Due pinguini in Antartide, zona in cui La formazione del Buco dell'Ozono è molto più frequente
La formazione del Buco dell’Ozono è molto più frequente in Antartide: qui il vortice polare è più freddo e più intenso – perché meno disturbato dalle correnti oceaniche o dalla presenza di terre vicine.
(Photo by Torsten Denderichs | Unsplash)

Negli ultimi anni gli scienziati hanno osservato un trend ambivalente: mentre il buco dell’ozono propriamente detto – quello al di sopra dei poli, specialmente in Antartide – si sta assottigliando sempre più, nelle altre aree del pianeta la concentrazione di ozono atmosferico sta inesorabilmente diminuendo. Dovremmo aspettarci quindi che, sebbene ai Poli il buco dell’Ozono non sarà più un problema, nel resto del mondo invece potrebbe diventarlo. Questo fenomeno sarebbe maggiore nella parte più bassa dell’atmosfera – quella più a contatto con gli esseri umani. Ed è addirittura osservabile ad occhio nudo.

Il grande problema è che i danni causati da questa riduzione dell’ozono nel resto del mondo potrebbero essere molto più catastrofici rispetto a quelli che si avrebbero in Antartide: le radiazioni UV oltre ad essere più intense, colpiscono molto più direttamente le persone perché, a differenza dei Poli, queste latitudini sono densamente abitate. Quindi sì, potrebbe diventare un bel problema.

Quest’anno si è registrato un Buco dell’Ozono molto importante. Perché?

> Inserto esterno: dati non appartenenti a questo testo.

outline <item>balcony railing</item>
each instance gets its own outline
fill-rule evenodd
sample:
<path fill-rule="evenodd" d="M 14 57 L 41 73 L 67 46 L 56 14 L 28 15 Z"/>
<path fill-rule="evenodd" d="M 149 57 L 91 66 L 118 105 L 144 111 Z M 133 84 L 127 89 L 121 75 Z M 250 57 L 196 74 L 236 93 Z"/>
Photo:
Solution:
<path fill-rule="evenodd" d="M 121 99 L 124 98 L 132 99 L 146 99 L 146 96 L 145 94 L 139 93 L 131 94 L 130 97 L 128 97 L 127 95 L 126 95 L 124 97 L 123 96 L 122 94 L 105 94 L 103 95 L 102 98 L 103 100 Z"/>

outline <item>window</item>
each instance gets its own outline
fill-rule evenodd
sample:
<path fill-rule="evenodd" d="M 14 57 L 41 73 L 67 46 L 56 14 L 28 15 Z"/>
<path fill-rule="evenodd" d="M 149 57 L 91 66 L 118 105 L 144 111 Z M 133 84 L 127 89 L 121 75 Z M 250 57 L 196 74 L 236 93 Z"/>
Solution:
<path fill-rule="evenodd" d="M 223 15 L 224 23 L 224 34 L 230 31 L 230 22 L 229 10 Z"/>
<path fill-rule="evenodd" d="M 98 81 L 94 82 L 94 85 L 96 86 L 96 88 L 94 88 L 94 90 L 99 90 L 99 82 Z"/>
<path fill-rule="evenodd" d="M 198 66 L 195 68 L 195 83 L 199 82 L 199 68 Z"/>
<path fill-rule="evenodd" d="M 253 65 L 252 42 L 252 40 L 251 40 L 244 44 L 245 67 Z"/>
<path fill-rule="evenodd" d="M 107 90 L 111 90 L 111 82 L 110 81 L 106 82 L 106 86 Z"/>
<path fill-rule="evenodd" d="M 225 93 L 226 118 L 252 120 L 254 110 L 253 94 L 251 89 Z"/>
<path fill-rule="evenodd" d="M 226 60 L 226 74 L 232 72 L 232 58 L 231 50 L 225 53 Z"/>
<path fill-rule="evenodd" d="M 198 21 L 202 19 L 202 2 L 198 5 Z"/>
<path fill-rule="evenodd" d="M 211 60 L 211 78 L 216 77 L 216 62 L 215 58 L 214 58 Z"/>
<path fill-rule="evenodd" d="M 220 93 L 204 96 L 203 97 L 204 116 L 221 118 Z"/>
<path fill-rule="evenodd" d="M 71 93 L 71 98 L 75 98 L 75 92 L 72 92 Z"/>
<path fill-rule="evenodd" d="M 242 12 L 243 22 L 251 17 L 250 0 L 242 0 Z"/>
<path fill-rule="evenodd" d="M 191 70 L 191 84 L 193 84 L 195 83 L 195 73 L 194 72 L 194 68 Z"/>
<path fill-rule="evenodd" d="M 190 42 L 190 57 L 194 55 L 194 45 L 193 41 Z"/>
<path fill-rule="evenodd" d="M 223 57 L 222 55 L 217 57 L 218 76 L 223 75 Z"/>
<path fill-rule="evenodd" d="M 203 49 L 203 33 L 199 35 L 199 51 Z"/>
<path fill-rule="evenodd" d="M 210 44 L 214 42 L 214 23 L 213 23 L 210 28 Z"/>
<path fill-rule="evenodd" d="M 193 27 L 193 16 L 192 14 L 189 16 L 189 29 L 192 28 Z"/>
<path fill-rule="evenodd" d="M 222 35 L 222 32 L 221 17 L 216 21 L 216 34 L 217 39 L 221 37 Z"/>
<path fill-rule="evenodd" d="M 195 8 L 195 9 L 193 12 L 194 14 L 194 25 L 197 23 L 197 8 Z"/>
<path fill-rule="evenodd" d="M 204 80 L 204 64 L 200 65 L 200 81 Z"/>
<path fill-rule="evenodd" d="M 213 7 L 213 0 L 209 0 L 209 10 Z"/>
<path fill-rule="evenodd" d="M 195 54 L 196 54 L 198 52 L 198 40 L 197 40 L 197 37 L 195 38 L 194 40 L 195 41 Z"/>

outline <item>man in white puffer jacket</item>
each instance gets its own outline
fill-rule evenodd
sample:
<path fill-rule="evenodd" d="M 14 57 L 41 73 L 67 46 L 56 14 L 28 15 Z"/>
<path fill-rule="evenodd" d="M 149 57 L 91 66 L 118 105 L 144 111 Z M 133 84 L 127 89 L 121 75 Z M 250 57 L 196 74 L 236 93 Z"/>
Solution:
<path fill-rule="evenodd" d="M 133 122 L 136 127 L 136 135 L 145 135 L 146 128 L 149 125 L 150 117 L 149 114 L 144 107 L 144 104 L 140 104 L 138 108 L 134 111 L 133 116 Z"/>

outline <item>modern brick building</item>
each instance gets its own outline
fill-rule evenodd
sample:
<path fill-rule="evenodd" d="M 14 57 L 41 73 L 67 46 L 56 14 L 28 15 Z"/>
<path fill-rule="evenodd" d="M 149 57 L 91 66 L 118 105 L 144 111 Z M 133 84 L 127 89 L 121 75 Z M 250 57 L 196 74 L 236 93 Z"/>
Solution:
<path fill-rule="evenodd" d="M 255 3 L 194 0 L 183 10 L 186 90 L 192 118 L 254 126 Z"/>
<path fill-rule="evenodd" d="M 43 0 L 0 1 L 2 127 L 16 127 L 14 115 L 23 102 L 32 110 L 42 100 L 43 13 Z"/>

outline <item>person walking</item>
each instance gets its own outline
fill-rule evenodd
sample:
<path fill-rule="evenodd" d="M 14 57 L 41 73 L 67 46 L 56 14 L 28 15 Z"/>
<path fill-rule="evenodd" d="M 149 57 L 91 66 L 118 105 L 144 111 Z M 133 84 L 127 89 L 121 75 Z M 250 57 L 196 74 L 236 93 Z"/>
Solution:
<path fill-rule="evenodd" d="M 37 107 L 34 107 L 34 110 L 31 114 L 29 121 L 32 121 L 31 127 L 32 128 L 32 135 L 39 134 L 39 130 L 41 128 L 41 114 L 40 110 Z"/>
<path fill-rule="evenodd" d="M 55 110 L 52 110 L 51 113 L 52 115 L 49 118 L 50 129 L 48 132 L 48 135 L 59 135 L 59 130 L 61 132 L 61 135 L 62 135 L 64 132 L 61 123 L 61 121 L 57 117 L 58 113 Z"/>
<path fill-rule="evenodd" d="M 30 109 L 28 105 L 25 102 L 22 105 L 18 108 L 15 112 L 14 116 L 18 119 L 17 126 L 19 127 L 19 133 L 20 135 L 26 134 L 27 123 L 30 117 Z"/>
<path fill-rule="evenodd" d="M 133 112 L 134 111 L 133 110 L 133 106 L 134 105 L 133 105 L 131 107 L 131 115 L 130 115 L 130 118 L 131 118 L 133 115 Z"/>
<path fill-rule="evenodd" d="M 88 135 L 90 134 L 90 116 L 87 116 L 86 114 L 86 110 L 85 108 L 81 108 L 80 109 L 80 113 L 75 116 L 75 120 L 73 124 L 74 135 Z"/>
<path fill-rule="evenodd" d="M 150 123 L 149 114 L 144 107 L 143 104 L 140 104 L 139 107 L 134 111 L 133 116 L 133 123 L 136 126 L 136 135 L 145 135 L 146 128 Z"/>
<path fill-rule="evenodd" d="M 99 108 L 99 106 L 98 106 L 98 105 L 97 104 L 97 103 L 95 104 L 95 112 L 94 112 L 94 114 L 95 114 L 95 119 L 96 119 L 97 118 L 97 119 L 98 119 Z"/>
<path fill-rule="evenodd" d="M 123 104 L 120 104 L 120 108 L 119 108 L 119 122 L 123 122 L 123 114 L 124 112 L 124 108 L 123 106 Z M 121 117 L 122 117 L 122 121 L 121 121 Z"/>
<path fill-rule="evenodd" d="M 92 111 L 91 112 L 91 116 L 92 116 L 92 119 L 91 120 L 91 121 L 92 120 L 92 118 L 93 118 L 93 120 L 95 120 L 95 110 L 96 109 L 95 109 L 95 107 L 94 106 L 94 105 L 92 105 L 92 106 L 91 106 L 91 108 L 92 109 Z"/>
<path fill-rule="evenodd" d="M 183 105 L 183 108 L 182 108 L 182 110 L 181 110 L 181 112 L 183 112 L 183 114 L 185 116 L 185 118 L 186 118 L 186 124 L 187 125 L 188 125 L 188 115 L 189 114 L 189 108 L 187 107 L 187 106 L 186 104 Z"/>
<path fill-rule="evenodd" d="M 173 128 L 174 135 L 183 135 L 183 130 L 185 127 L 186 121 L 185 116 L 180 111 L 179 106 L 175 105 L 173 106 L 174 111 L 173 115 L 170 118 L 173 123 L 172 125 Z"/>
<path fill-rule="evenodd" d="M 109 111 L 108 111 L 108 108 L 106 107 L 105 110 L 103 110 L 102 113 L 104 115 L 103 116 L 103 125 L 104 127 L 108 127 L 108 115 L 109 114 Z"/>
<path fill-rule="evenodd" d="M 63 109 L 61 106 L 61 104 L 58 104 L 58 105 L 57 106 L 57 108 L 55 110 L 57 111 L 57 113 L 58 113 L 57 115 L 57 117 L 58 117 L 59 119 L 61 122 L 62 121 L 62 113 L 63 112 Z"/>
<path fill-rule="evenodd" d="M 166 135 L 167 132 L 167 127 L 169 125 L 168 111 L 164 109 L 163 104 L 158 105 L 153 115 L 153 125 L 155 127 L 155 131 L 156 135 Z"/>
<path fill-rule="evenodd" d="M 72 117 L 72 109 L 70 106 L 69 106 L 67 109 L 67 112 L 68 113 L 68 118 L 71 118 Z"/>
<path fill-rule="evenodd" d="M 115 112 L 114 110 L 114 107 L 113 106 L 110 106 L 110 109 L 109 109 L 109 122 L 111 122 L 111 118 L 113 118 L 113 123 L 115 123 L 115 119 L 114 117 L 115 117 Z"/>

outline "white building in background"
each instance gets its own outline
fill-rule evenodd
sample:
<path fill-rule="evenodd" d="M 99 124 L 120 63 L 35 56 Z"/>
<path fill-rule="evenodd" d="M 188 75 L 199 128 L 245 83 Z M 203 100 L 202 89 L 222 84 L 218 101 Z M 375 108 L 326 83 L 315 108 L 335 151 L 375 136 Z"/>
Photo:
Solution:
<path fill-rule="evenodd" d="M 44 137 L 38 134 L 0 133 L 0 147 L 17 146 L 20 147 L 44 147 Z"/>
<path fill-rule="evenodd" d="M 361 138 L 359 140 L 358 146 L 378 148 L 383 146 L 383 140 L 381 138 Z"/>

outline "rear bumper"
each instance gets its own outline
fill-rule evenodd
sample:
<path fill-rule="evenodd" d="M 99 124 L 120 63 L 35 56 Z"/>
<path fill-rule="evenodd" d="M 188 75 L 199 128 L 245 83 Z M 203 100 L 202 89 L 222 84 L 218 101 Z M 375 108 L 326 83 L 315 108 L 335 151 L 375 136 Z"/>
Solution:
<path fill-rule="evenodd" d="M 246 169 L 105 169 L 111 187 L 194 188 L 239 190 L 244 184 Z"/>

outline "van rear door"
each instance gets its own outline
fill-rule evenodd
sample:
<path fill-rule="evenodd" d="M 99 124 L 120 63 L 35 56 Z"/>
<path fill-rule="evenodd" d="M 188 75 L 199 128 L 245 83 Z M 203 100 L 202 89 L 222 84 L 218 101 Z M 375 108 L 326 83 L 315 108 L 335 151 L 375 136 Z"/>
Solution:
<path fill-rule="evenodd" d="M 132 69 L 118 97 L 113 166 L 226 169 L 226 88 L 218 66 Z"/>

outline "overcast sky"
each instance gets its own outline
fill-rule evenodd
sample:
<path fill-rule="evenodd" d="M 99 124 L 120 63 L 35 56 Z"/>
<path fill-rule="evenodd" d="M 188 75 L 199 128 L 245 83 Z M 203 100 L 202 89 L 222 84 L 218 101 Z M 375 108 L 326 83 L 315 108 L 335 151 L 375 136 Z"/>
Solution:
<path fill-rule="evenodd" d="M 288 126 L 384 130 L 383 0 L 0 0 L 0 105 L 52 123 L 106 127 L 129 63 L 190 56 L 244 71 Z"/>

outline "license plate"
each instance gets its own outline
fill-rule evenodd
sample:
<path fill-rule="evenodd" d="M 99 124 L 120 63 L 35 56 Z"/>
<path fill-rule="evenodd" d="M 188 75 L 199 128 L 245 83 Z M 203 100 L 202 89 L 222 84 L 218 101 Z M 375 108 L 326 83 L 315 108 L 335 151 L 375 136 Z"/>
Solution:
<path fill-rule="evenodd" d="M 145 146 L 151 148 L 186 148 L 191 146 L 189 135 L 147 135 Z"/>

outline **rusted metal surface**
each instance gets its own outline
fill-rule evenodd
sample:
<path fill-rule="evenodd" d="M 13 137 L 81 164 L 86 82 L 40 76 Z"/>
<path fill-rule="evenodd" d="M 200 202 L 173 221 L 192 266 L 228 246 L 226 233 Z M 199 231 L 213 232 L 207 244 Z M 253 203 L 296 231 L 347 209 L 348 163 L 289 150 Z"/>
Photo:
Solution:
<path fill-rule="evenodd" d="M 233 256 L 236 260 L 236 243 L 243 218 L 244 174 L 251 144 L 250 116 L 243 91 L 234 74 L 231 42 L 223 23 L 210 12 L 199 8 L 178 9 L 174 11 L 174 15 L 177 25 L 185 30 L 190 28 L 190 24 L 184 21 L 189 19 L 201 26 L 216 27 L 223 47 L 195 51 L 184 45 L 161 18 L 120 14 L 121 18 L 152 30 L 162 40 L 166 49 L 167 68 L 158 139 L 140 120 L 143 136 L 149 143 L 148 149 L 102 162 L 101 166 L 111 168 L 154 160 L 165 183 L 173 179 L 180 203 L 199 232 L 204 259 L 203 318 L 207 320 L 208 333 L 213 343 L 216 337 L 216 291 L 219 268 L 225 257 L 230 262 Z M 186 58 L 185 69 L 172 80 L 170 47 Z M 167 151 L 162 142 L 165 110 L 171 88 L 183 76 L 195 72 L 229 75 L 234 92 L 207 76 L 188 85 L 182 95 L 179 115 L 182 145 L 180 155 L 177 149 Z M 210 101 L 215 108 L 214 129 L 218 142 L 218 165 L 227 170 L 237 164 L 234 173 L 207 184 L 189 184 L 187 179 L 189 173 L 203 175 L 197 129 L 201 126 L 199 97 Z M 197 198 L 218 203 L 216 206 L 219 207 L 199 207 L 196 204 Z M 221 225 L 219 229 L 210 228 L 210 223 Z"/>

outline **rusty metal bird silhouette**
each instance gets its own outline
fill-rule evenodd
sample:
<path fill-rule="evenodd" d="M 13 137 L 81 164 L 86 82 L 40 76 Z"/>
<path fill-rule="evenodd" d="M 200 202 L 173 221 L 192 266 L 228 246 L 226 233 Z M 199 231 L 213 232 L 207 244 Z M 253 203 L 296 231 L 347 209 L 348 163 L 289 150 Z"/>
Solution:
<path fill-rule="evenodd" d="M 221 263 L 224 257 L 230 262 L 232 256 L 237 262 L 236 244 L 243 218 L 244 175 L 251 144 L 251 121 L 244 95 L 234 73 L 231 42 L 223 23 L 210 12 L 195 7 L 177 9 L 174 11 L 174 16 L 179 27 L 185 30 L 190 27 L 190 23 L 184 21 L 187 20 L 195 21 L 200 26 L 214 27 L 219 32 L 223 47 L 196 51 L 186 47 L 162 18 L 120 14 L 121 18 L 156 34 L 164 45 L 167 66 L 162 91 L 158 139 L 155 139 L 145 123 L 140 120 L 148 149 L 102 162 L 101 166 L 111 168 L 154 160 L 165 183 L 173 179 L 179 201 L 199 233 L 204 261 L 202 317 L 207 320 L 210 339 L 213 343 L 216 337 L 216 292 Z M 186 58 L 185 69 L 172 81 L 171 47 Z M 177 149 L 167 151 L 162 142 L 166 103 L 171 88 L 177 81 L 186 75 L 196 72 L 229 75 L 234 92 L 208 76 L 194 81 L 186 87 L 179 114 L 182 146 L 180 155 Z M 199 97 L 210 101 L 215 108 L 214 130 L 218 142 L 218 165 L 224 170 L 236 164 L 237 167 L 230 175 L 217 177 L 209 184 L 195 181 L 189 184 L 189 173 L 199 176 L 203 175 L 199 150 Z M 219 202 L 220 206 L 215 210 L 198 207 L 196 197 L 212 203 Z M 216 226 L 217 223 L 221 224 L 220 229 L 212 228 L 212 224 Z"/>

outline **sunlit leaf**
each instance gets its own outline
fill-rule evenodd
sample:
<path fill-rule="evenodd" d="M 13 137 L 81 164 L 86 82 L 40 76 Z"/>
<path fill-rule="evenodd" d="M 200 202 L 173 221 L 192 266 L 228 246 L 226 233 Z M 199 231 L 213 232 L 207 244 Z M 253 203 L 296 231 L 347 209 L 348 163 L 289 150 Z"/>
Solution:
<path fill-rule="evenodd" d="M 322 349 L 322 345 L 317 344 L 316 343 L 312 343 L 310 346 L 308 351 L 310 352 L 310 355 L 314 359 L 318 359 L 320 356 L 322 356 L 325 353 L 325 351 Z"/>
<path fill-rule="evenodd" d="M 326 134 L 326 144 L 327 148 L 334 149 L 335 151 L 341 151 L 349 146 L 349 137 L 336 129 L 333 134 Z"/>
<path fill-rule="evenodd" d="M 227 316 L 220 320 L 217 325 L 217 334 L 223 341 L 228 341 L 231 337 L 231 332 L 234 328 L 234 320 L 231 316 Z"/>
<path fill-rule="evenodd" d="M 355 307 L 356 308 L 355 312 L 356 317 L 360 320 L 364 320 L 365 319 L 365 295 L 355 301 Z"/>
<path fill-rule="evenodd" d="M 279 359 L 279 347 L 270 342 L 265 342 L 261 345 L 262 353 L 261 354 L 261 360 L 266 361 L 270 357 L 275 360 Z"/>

Come abbiamo già notato, il Buco dell’Ozono è un fenomeno che si registra molto più frequentemente in Antartide (il Polo Sud). Tra Febbraio e Marzo del 2020, invece, le sonde hanno riscontrato il più grande Buco dell’Ozono mai visto nell’Artico – cioè al Polo Nord. Nonostante sia un evento che potrebbe negare il trend “positivo” sulla progressiva chiusura del Buco dell’Ozono ai Poli, in realtà si tratta di un falso allarme.

Questo evento è accaduto perché le temperature registrate al Polo Nord sono state eccezionalmente basse, agevolando la rottura delle molecole di Ozono da parte dei CFC. Ultimamente, invece, le temperature medie dei Poli sono state altissime: conseguenza evidente del Riscaldamento Globale. Nelle prossime settimane a causa dell’aumento delle temperature – con l’arrivo della primavera – il buco nello strato di Ozono al Polo Nord scomparirà da solo.